No, today we’re here to focus on just how dominating he was at Daytona over the years. Okay, so maybe Earnhardt only won the Daytona 500 once in 23 tries. But what an emotional victory that was. And maybe he only won three Cup Series points races on the 2.5-mile oval in 46 attempts. But it’s not as if the Daytona 500 and the 400-mile summer race are the only races “The Intimidator” ever ran at Daytona International Speedway.
There was the 300-mile Busch Series (now Xfinity Series) race. There was the Busch Clash/Bud Shootout and the Duel qualifying races. Earnhardt also took part in the now-defunct International Race of Champions (IROC) for years. And between all of those different races, “The Man in Black” took 34 checkered flags at Daytona, the most of any racer in history. We’re talking stock car drivers, sportscar drivers, and motorcycle racers. More than any racer ever.
Dale Earnhardt Sr. won his first race at Daytona International Speedway in 1980
In his seventh overall start at Daytona International Speedway, Earnhardt took his first checkered flag at the home of NASCAR in 1980 at the Busch Clash, just edging out Neil Bonnett. He was the first to win the race after only leading the final lap and also the first to go on to win the Cup Series title, a feat he duplicated in 1986, 1991, and 1993.
Earnhardt also took the checkered flag at the Busch Clash in 1988 and 1995. His six victories are still the most in the race’s history. Four drivers are tied for second with three, while six others have two wins, including Dale Earnhardt Jr.
His biggest win was obviously the 1998 Daytona 500
Earnhardt’s biggest win at Daytona International Speedway was obviously his emotional victory at the 1998 Daytona 500.
Despite all his success over the years, including a record seven Cup Series titles, Earnhardt somehow never found a way to win the Daytona 500 in his first 19 attempts. He came close on several occasions, including runner-up finishes in 1984, 1993, 1995, and 1996, but he just couldn’t get over that hump. But that all changed in his 20th start on February 15, 1998.
Starting from the fourth position, Earnhardt dominated the field that day and held the lead five times for a total of 107 laps. He took the lead for good on Lap 140, but Bobby Labonte and Jeremy Mayfield were right there in contention as the race came to a close. The ’98 Daytona 500 was a remarkably clean race with only three cautions and no accident-related retirements.
But that third and final caution came on Lap 198 when Lake Speed and John Andretti came together, causing both to spin out. As Earnhardt, Labonte, and Mayfield raced toward the caution flag, they came upon the lapped car of Rick Mast. Earnhardt easily passed Mast on the outside, while Labonte lost his draft as Mayfield went inside. Earnhardt took the white and yellow flags, and Labonte just edged out Mayfield for second.

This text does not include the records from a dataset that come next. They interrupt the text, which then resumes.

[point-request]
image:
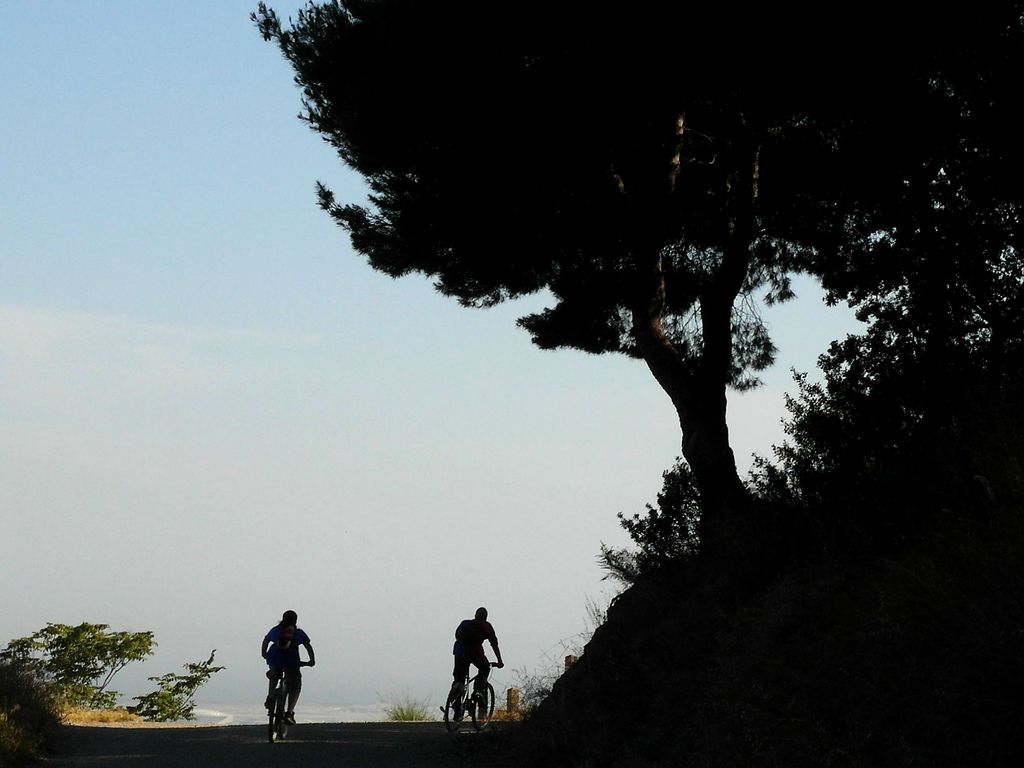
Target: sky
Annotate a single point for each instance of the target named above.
(212, 411)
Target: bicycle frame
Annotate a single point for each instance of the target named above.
(460, 701)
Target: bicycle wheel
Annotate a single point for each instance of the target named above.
(480, 712)
(454, 709)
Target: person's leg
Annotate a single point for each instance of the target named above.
(293, 682)
(273, 675)
(459, 677)
(483, 669)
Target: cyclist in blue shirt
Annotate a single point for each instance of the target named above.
(281, 649)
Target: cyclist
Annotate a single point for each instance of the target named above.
(469, 637)
(281, 649)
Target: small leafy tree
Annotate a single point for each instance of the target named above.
(668, 532)
(173, 699)
(79, 662)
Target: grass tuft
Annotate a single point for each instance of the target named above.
(92, 717)
(409, 710)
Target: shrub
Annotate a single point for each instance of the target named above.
(173, 699)
(28, 715)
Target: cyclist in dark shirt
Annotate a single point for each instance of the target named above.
(468, 650)
(281, 649)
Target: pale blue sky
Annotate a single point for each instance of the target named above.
(211, 411)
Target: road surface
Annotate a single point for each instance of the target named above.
(363, 744)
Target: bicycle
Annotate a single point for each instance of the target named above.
(464, 699)
(276, 722)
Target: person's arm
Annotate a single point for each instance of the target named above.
(498, 651)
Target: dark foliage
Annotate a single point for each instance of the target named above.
(28, 715)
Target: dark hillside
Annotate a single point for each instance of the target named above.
(907, 659)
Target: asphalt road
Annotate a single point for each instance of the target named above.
(363, 744)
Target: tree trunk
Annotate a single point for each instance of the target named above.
(697, 388)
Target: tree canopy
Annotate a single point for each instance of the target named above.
(652, 167)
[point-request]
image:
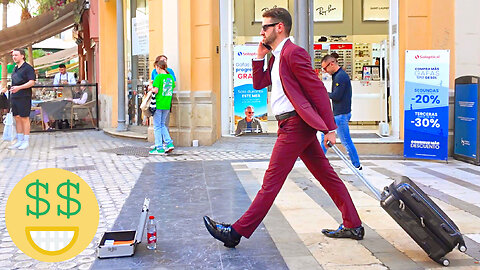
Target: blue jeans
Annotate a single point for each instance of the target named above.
(160, 129)
(344, 134)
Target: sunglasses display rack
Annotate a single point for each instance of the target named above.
(344, 51)
(363, 57)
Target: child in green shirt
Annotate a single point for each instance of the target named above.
(163, 85)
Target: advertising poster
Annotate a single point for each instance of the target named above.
(140, 35)
(426, 104)
(250, 105)
(466, 109)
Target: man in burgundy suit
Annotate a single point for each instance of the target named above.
(301, 105)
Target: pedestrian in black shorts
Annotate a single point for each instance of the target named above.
(23, 78)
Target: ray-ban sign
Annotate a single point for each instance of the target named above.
(328, 11)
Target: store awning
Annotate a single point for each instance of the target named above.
(70, 67)
(56, 58)
(37, 28)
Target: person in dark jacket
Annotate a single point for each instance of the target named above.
(341, 97)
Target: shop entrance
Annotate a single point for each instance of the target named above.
(357, 31)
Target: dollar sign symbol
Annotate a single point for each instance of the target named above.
(68, 198)
(37, 198)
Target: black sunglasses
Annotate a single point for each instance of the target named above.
(266, 26)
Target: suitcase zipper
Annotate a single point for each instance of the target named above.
(431, 206)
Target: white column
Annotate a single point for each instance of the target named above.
(394, 69)
(226, 66)
(171, 37)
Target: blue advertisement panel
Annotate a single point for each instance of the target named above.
(466, 108)
(427, 77)
(250, 105)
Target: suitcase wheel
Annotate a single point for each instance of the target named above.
(444, 262)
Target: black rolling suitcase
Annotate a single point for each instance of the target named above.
(417, 214)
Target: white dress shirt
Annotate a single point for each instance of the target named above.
(280, 102)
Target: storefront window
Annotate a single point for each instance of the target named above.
(136, 58)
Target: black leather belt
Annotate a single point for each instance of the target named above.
(286, 115)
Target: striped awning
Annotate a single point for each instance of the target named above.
(38, 28)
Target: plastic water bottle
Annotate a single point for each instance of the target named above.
(151, 233)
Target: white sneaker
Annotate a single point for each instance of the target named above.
(15, 145)
(23, 146)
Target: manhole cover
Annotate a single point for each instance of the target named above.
(129, 151)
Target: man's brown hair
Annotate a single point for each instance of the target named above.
(21, 51)
(328, 57)
(280, 15)
(157, 61)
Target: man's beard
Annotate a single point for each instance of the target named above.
(270, 39)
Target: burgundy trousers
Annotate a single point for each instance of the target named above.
(296, 139)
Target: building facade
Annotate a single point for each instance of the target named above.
(198, 36)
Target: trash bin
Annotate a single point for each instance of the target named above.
(466, 123)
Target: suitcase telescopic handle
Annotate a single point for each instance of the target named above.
(373, 189)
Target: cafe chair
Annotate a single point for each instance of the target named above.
(87, 106)
(35, 108)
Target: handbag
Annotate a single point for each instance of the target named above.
(9, 131)
(145, 106)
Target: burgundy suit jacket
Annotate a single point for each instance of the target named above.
(301, 84)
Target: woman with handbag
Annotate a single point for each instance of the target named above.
(162, 88)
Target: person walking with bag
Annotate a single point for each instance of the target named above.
(23, 78)
(301, 106)
(162, 89)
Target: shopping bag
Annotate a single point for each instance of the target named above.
(9, 131)
(147, 99)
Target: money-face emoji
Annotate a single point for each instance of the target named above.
(52, 215)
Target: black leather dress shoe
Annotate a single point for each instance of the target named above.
(223, 232)
(342, 232)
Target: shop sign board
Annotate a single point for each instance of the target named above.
(263, 5)
(140, 35)
(427, 74)
(328, 10)
(466, 120)
(376, 10)
(244, 94)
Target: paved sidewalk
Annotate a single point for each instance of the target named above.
(221, 180)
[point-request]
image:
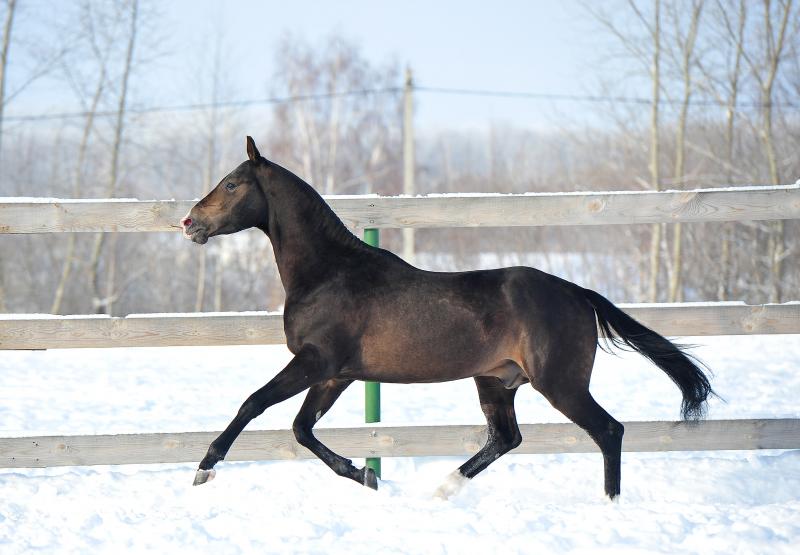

Earnhardt’s long-awaited win at the Daytona 500 is still seen by many as the greatest victory in NASCAR history.
Earnhardt recorded 34 overall victories at Daytona International Speedway
ln addition to his win at the 1998 Daytona 500, Earnhardt won two other points races in the Cup Series at Daytona, the 1990 and 1993 editions of the Pepsi 400, the second of which he won by only .16 seconds over Sterling Marlin. As already mentioned, he won the Busch Clash on six occasions, and also won a dozen of the 125-mile qualifying races ahead of the Daytona 500. Tack on the seven times he won the 300-mile Busch Series race and his six IROC victories, the last of which came in 2000, his final victory on the track, and you get 34 races won by “The Intimidator.”
And that’s what racing fans should most remember about Dale Earnhardt Sr. at Daytona International Speedway.